ISSN ONLINE(2320-9801) PRINT (2320-9798)

All submissions of the EM system will be redirected to Online Manuscript Submission System. Authors are requested to submit articles directly to Online Manuscript Submission System of respective journal.

Video Retrieval Using Fusion of Visual Features and Latent Semantic Indexing

Rashmi M, Roshan Fernandes
Dept. of Computer Science and Engineering, Nitte Mahalinga Adyanthaya Memorial Institute of Technology, Nitte, Udupi Dist., Karnataka, India
Related article at Pubmed, Scholar Google

Visit for more related articles at International Journal of Innovative Research in Computer and Communication Engineering


It is commonly acknowledged that ever-increasing video databases should be efficiently indexed to facilitate fast video retrieval. Categorizing web-based videos is an important yet challenging task. The difficulties arise from large data diversity within a category, lack of labelled data etc. Similarity matching algorithm plays an important role in Video Retrieval System. Most of the video retrieval systems are designed using traditional similarity matching algorithms that are based on distance measures. The Accuracy of retrieval system depends on the method used for detecting shots, kind of video features used for retrieval. Semantic video indexing is a step towards automatic video indexing and retrieval. Here a Latent semantic indexing (LSI) technique, based on Singular Value Decomposition and fusion of visual features like color and edge is proposed for video indexing and retrieval.
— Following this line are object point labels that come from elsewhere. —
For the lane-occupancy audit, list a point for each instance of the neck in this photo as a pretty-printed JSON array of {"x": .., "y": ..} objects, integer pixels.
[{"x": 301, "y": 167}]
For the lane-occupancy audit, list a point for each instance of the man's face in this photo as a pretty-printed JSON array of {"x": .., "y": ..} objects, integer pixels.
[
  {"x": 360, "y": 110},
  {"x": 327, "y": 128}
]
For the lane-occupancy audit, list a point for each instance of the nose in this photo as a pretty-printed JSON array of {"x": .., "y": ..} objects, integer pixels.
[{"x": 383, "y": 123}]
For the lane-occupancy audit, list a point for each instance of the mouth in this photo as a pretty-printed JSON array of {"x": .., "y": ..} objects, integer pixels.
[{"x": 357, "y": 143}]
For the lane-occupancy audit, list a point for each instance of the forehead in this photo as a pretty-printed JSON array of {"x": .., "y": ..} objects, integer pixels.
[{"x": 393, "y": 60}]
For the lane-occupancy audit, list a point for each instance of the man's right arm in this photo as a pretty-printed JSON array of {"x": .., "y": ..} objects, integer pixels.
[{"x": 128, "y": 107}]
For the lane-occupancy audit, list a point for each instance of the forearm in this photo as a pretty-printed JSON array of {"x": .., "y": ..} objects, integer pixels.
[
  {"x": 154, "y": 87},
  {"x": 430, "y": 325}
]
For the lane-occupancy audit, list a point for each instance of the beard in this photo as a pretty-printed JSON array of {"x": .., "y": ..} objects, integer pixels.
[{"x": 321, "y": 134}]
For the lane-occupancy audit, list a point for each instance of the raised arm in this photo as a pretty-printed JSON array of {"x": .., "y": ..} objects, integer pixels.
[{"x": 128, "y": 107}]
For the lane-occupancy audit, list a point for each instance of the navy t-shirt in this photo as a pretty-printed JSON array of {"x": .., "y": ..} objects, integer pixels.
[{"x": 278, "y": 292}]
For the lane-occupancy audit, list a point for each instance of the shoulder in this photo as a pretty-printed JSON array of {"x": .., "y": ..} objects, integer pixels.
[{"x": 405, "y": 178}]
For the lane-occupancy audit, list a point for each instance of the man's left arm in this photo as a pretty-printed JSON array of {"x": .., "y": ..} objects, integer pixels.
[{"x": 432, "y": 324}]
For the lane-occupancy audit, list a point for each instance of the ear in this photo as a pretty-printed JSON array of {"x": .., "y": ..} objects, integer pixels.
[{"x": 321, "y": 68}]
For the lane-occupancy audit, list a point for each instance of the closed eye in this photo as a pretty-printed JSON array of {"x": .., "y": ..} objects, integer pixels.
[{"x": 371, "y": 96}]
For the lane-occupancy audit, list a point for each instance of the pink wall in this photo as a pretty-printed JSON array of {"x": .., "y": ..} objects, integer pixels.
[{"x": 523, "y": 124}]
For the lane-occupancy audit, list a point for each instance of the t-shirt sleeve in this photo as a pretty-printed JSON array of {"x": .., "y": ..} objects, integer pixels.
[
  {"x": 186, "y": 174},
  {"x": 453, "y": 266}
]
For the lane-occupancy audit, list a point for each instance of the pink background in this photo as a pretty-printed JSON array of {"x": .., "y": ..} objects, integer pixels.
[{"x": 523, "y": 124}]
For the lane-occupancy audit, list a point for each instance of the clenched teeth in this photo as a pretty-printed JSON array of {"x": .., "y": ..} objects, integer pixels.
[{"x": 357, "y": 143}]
A key feature of LSI is its ability to establish associations between similar kinds of information, so the probability of producing accurate index is very high.


Latent Semantic Indexing, Singular Value Decomposition, Video Visual Feature, Similarity Matching Algorithm, Video Retrieval System.


Video is a collation of still images presented to the viewer at a faster rate so as to give the illusion of motion. With the recent advances in processing capability of computer systems, internet, multimedia technologies, the number of multimedia files and archives increase dramatically. Therefore, it becomes an important research topic to mine and cluster the multimedia data, especially to accommodate the requirements of video retrieval in a distributed environment. Assisting a human operator to receive a required video sequence within a potentially large database is called as Video Retrieval System [1].
Dynamic video is an important form of multimedia information. A video may have an auditory channel as well as a visual channel. The available information from videos includes the following[2]: 1) video metadata, which are tagged texts embedded in videos, usually including title, summary, date, actors, producer, broadcast duration, file size, video format, copyright, etc.; 2) audio information from the auditory channel; 3) transcripts: Speech transcripts can be obtained by speech recognition and caption texts can be read using optical character recognition techniques; 4) visual information contained in the images themselves from the visual channel.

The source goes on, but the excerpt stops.